The December jobs report was the first time since the plunge in April when the U.S. lost jobs. In the release from the Bureau of Labor Statistics, the country lost 140,000 jobs, bad news and a hiccup in the economic recovery that may continue for a while.

"We expect the double-dip pattern to continue into the new year as the pandemic remains rampant," wrote TD analysts in a note Friday.

But economic analysis shows one silver lining that’s been present since the beginning of this messy pandemic: the problem is the virus, not the underlying economy. And with vaccines in distribution, a fix is on the way.

The coronavirus has not affected sectors equally, since the main countermeasure has been social distancing. So service-oriented jobs like those in the hospitality and restaurant industry were especially hard hit – the category lost nearly half a million jobs last month after gaining 340,000 jobs between October and November; and the industry group remains nearly 4 million payrolls short of its February levels.

But at the same time, as Morgan Stanley wrote in a research note Friday, December saw job growth of around 403,000 jobs excluding hospitality and leisure, a signal that the economy is far from being in terrible shape.

Furthermore, as the analysts noted, most of the job losses, for now at least, appear to be temporary, “suggesting the December data marks just a near-term pause in the labor market recovery.”

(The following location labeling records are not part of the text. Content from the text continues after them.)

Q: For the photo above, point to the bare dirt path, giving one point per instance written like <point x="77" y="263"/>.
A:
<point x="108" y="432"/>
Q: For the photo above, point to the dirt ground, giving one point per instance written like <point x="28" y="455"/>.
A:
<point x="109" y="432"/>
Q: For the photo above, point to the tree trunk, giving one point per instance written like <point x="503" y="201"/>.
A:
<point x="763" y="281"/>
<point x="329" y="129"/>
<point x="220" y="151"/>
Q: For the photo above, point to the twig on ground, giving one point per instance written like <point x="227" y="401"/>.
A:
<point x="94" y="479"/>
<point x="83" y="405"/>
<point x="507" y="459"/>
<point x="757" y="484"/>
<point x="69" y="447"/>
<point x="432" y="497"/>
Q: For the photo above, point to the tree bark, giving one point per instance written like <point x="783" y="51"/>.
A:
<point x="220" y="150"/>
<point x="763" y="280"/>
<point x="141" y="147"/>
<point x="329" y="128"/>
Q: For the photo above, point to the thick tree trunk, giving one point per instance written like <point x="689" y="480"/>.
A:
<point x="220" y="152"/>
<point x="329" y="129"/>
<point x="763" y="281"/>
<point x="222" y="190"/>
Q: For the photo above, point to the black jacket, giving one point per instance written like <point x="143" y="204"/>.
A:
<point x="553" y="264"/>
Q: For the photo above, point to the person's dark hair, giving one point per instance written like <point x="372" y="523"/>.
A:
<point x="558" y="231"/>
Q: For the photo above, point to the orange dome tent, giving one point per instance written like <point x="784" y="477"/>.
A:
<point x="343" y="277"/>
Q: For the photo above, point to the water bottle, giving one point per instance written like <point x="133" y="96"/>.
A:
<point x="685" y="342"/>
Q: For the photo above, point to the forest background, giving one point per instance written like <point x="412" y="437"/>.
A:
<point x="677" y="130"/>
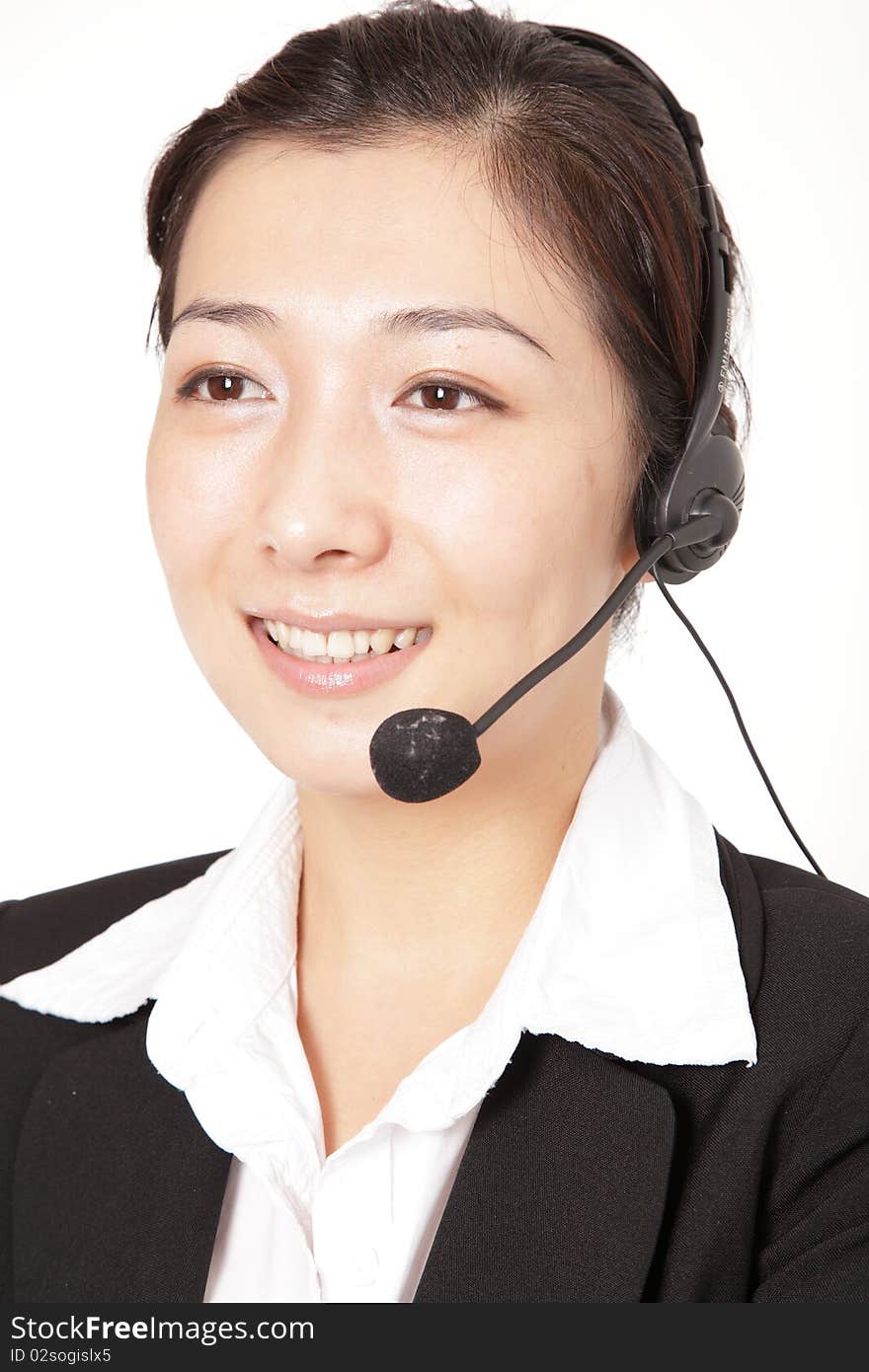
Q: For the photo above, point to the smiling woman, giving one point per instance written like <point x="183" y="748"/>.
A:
<point x="430" y="305"/>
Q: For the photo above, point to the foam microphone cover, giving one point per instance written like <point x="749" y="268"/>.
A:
<point x="423" y="753"/>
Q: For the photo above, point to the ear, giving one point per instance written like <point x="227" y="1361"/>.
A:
<point x="630" y="555"/>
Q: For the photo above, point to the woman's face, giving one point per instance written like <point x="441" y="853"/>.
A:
<point x="337" y="477"/>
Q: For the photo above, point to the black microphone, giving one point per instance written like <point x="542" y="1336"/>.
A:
<point x="426" y="752"/>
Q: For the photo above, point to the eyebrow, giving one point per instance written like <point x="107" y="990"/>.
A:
<point x="429" y="319"/>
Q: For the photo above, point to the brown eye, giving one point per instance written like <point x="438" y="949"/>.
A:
<point x="440" y="397"/>
<point x="218" y="387"/>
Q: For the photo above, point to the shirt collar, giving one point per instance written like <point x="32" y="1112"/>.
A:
<point x="632" y="949"/>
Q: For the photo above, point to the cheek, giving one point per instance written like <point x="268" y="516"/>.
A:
<point x="191" y="505"/>
<point x="520" y="542"/>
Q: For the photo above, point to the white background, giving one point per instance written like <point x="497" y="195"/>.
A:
<point x="116" y="752"/>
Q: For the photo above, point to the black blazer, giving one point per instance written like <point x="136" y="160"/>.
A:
<point x="587" y="1179"/>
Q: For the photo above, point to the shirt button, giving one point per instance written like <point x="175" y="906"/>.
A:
<point x="365" y="1265"/>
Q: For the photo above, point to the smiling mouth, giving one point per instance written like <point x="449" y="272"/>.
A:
<point x="342" y="647"/>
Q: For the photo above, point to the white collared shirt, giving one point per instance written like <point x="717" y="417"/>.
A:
<point x="630" y="950"/>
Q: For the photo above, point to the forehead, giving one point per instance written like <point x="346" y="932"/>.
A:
<point x="305" y="228"/>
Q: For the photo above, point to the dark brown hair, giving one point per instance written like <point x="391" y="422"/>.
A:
<point x="578" y="152"/>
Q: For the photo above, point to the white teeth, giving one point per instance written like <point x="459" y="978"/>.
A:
<point x="342" y="645"/>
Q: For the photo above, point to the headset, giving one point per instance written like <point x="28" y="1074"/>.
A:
<point x="423" y="753"/>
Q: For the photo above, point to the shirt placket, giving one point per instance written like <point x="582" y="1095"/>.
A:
<point x="352" y="1220"/>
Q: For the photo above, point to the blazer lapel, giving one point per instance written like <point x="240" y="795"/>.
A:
<point x="560" y="1192"/>
<point x="118" y="1189"/>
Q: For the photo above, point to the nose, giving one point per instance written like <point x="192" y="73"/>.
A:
<point x="326" y="489"/>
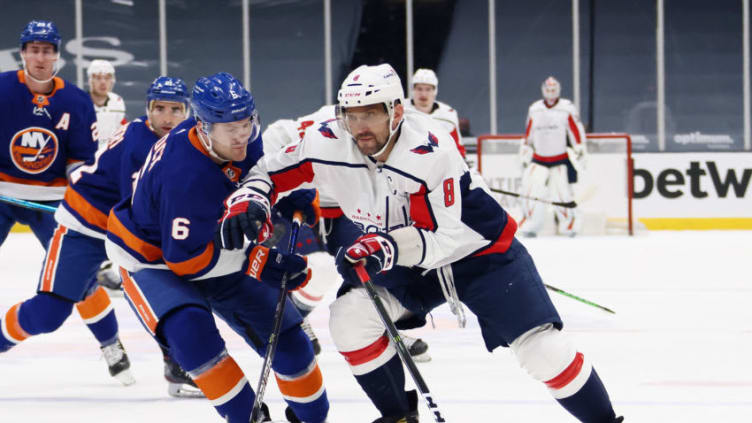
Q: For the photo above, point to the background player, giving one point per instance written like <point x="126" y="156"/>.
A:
<point x="49" y="128"/>
<point x="333" y="230"/>
<point x="110" y="107"/>
<point x="174" y="277"/>
<point x="425" y="89"/>
<point x="434" y="235"/>
<point x="554" y="146"/>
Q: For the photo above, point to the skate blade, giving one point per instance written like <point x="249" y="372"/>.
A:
<point x="421" y="358"/>
<point x="125" y="377"/>
<point x="182" y="390"/>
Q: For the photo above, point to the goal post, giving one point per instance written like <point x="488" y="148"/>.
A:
<point x="604" y="188"/>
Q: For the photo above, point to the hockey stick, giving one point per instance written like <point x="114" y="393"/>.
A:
<point x="399" y="345"/>
<point x="580" y="299"/>
<point x="28" y="204"/>
<point x="279" y="312"/>
<point x="568" y="204"/>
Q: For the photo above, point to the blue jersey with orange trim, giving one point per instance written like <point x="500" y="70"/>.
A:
<point x="106" y="179"/>
<point x="41" y="136"/>
<point x="170" y="220"/>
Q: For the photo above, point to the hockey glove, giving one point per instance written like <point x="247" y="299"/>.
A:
<point x="376" y="251"/>
<point x="246" y="215"/>
<point x="269" y="266"/>
<point x="305" y="200"/>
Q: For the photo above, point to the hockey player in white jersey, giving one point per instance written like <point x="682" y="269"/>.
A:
<point x="425" y="89"/>
<point x="551" y="153"/>
<point x="433" y="235"/>
<point x="333" y="231"/>
<point x="110" y="107"/>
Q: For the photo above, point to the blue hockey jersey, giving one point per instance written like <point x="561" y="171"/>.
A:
<point x="170" y="220"/>
<point x="42" y="135"/>
<point x="106" y="179"/>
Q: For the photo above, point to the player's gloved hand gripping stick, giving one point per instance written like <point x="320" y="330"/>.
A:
<point x="278" y="314"/>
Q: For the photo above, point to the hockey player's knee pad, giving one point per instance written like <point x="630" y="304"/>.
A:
<point x="294" y="352"/>
<point x="192" y="336"/>
<point x="44" y="313"/>
<point x="544" y="352"/>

However, the silver lining still doesn’t make things any easier in the near-term. Pantheon’s Ian Shepherdson called the release “grim.”

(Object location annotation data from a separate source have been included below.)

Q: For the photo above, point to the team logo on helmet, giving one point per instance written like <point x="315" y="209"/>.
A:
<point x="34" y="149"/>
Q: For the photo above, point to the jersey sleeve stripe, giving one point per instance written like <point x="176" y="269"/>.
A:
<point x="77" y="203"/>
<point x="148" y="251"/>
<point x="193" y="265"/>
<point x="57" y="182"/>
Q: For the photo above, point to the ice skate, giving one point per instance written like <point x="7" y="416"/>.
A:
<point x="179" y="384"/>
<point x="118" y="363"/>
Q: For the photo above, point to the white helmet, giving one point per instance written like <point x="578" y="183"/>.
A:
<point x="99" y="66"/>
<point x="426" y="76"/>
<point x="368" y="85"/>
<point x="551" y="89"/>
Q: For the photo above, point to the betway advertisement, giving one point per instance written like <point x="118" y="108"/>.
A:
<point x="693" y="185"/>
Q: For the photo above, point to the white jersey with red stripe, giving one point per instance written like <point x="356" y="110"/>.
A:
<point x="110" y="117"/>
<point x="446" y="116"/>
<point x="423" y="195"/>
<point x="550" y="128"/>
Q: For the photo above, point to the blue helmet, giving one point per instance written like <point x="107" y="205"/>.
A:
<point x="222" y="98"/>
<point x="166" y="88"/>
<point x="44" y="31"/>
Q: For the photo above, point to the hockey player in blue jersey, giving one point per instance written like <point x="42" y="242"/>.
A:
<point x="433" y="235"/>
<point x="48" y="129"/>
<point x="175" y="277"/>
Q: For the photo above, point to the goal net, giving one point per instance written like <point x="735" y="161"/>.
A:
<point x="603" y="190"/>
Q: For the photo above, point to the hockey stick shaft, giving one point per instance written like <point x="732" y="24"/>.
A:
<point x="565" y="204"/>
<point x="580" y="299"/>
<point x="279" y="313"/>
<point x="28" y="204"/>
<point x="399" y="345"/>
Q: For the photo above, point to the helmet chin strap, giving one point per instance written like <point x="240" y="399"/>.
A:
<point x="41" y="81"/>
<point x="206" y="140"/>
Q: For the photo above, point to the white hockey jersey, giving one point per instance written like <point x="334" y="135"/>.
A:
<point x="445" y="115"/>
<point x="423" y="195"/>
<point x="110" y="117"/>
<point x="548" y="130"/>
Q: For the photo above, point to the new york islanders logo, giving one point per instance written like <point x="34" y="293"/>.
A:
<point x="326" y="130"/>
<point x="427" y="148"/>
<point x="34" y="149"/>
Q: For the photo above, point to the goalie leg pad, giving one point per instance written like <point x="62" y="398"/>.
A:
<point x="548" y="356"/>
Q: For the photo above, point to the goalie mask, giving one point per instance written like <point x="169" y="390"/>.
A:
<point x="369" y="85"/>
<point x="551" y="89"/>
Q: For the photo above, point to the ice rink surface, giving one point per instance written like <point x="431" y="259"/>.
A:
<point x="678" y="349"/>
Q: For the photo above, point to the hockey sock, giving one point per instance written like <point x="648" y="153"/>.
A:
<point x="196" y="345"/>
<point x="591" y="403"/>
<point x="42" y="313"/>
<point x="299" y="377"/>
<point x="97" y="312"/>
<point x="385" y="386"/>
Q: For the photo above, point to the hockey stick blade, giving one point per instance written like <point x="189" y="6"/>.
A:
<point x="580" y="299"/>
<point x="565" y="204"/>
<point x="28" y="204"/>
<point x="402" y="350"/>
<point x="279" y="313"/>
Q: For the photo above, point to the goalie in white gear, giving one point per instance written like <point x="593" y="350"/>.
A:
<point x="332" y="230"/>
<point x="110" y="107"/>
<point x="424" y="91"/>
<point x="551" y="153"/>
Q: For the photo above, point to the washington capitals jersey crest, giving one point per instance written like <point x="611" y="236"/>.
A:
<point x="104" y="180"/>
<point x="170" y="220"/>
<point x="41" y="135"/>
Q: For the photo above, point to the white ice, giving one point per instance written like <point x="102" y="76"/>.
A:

“The leisure sector can’t begin to recover until Covid restrictions can be lifted, and that seems unlikely to start before late February at the earliest, assuming we’re right in our view that cases will start to fall later this month, reducing the pressure on hospitals next month,” he wrote.

As TD writes, the issue in hospitality “undoubtedly reflects new COVID restrictions.”

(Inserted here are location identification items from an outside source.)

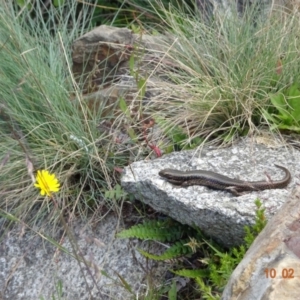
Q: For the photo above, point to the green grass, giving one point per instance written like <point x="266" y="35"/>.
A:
<point x="222" y="75"/>
<point x="45" y="126"/>
<point x="226" y="71"/>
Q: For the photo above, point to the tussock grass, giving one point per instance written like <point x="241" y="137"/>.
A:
<point x="226" y="68"/>
<point x="41" y="128"/>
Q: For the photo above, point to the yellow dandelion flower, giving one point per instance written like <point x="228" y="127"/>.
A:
<point x="46" y="182"/>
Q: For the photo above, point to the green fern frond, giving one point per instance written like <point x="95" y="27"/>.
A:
<point x="177" y="250"/>
<point x="202" y="273"/>
<point x="163" y="231"/>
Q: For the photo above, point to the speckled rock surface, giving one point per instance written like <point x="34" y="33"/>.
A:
<point x="218" y="213"/>
<point x="31" y="267"/>
<point x="271" y="267"/>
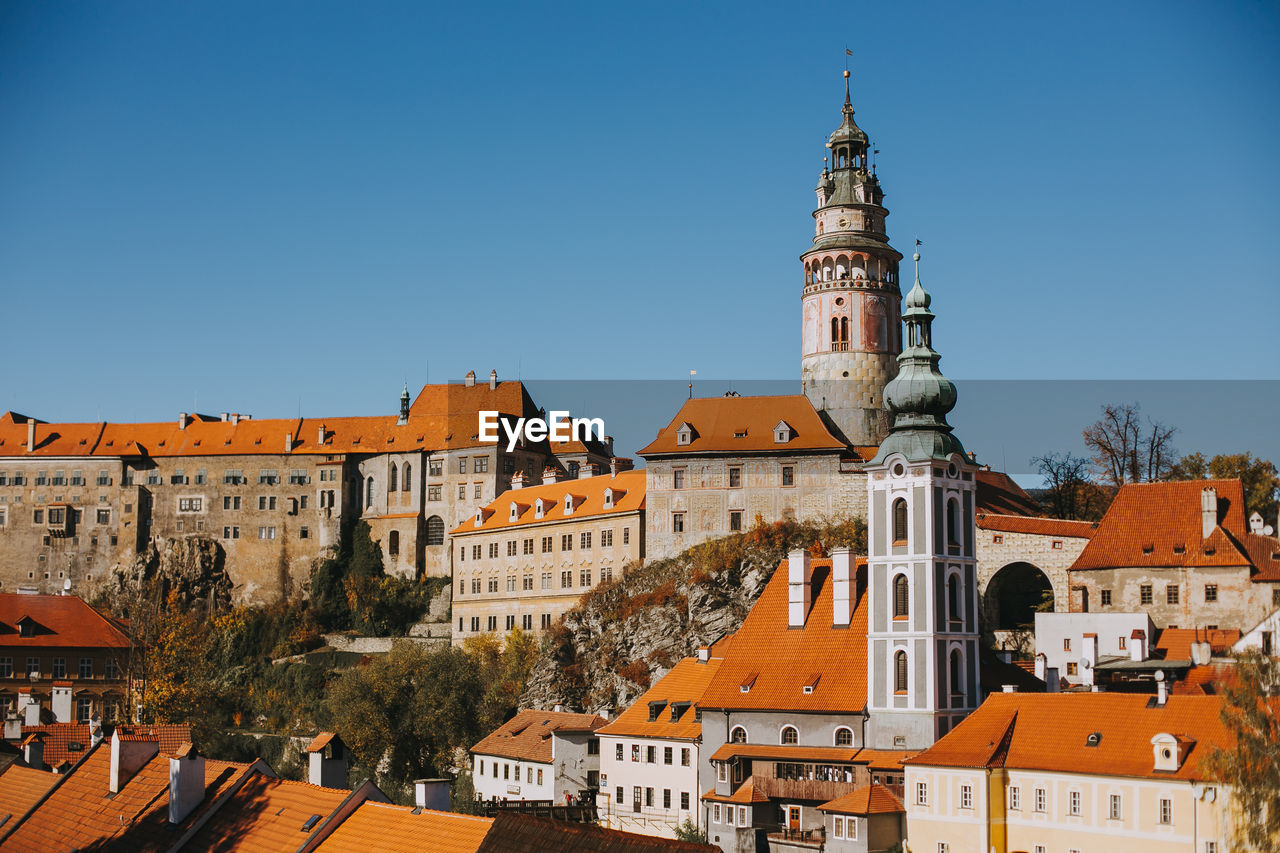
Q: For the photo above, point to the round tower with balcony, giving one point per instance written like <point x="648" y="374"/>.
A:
<point x="850" y="309"/>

There is some optimism to be found though: These industries aren’t hurting because people don’t have money or the desire to eat out. They absolutely do. After almost a year of pandemic, people desperately want to dine out and return to their favorite bars, restaurants, cruises, and hotels. But restrictions or fear of a virus that is currently killing 4,000 people per day in the U.S. keeps them home.

Though a post-Covid travel boom might be overly optimistic in 2021, there’s likely to be a post-Covid restaurant and bar boom on the table for most Americans eager to get out of the house once the virus is licked.

There are over 21 million cases in the U.S. (Graphic: David Foster/Yahoo Finance)
There are over 21 million cases in the U.S. (Graphic: David Foster/Yahoo Finance)

Knowing a vaccine is coming is one thing, however. As Shepherdson pointed out, it’s going to take a while for the measures to kick in at scale and truly impact the economy, which is why most of the news was bad around today’s unemployment report. And even when people are vaccinated the job won’t be over.

“We expect recovery to resume within a few months, with the help of vaccines and fiscal stimulus, although we also expect the labor market to show significant net weakening for several years,” TD analysts wrote.

Shepherdson pegs it as far out but a little sooner, writing that “a full recovery will probably have to wait until the second half, when we expect a massive wave of post-Covid demand.”